For all the real threats, negative press, doomsday forecasts — and ultimately disappointment — posed by the Y2K Bug, certain aspects had rarely been discussed. These are the windfall that The Bug entailed for systems programmers and consultants, how that windfall had been reflected on the global economy, and the effect of The Bug suddenly becoming a non-issue. In light of the dramatic drops we have seen in our global markets, perhaps it is worthwhile to consider these issues more carefully.
Maintaining, transforming and recreating systems while keeping them on-line had been a tremendous feat. For many countries, tackling the Y2K Bug served as an opportunity to substantially boost employment, shore up the economy, and showcase the latest in systems development technology and strategy.
But what now? The crisis no longer exists and the teams, task forces and consultants have been disbanded. What effect does this demobilization have on global economies? Indeed this threat looms nearly as large as the Y2K Bug itself! Simply put, we need to recognize to what extent the Y2K Bug has been the source of our good fortune. We surely needed to fix the problems introduced by The Bug — but in the process, we must not walk away from the economic powerhouse we have developed!
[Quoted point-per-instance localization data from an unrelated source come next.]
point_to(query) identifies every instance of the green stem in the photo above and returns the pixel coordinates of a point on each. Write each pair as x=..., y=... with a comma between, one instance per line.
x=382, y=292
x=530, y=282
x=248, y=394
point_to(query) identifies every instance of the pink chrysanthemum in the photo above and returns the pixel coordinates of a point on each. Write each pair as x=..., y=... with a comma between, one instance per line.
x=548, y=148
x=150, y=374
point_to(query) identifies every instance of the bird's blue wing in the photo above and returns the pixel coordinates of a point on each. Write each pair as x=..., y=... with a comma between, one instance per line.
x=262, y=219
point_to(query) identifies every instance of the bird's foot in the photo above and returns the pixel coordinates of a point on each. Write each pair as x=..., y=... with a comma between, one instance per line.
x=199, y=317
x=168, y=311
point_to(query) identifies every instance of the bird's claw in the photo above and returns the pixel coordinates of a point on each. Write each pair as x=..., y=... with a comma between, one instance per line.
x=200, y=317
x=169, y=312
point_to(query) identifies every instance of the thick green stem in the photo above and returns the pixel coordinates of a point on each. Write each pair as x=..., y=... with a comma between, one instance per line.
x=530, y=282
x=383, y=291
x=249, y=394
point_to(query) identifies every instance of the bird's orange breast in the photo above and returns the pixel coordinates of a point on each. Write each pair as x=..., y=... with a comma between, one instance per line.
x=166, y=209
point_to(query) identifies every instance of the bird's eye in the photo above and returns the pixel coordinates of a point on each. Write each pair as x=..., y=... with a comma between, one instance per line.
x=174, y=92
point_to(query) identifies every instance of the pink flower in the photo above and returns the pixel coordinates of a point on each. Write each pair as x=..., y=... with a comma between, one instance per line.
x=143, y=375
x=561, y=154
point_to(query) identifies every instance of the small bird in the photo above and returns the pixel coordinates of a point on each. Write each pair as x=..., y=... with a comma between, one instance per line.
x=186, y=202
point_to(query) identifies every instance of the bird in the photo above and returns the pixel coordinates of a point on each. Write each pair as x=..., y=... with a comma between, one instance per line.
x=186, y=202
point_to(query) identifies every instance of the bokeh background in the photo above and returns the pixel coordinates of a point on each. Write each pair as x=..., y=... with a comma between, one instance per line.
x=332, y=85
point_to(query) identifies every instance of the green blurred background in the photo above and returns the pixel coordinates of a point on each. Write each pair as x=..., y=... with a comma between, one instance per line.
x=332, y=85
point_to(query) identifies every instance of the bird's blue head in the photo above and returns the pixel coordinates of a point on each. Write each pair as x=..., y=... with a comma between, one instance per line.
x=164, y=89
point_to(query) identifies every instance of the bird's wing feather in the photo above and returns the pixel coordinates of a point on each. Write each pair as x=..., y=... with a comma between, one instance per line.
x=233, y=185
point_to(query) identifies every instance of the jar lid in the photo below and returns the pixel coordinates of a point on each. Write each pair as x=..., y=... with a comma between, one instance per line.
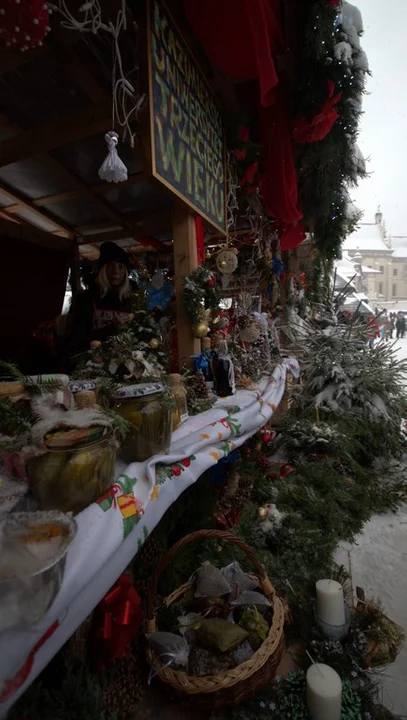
x=141, y=390
x=79, y=385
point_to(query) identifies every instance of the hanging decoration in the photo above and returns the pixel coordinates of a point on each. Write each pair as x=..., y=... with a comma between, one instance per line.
x=23, y=23
x=112, y=169
x=321, y=124
x=226, y=260
x=200, y=239
x=200, y=298
x=160, y=292
x=126, y=99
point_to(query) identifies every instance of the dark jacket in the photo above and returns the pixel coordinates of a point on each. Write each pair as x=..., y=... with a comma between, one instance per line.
x=92, y=317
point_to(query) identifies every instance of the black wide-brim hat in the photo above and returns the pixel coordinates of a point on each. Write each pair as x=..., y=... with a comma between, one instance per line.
x=110, y=252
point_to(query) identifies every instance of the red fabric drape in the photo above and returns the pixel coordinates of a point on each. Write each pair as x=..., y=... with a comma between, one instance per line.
x=240, y=38
x=305, y=130
x=200, y=239
x=243, y=39
x=280, y=192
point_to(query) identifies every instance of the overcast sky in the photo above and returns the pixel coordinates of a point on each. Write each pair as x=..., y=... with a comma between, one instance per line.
x=383, y=127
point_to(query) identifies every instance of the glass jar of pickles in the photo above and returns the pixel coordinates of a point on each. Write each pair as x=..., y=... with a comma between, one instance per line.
x=70, y=479
x=180, y=396
x=150, y=414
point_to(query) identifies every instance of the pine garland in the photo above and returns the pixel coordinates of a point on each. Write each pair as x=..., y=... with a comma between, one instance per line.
x=326, y=169
x=200, y=294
The advent of the new millenium presents us with a golden opportunity. This opportunity is not represented by the number '2000'. Nor is it represented by '00'. It is represented, simply, by '0'. When correcting systems that have to make the transition from 1999 to 2000, we had no choice but to adjust the systems so that they could deal with a four-digit year. But for new systems that don't have to look to the past, we can employ a single-digit designation, thereby assuring that the economic infrastructures we have developed in order to guard against the dangers of Y2K will be applicable for years to come — ten years, to be exact.